The next prototype, ClearBoard, was motivated by the authors observation that there is a lack of
seamlessness between shared workspaces and interpersonal spaces. The interpersonal space does not allow participants to use non-verbal gestures to communicate information in the
shared workspace (e.g. talking head in a separate window).

The ClearBoard 1 prototype was dual vertical boards that participants could draw on. Displayed on the drafting board was the shared drawing space, as well as a mirror-image of their partner ("through the looking glass"). The experimental results of ClearBoard showed that it enhanced "gaze awareness." Participants were aware
of the other's gaze and could use it to resolve ambiguities or to have their attention drawn.

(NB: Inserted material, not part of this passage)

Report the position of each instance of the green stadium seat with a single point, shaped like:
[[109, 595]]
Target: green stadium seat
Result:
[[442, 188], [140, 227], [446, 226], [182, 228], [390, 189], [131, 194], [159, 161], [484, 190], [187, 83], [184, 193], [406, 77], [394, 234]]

One failure they noticed in the ClearBoard system was that participants had a WYSWIS (why you see is what I see) expectation, so they would (for example) draw glasses and moustache's on the other participant's face, not realizing that the participant could not see their own image.

The ClearBoard 2 prototype focused on using TeamPaint as the drawing program so that participants could save results. Each participant had their own drawing layer and could not modify another. Also, the prototype was made more horizontal to decrease arm fatigue.

The authors felt that the ClearBoard prototypes represented a shift to HHI (Human-Human-Interaction) rather than HCI, as the participants were essentially looking through the computer and less aware of its presence.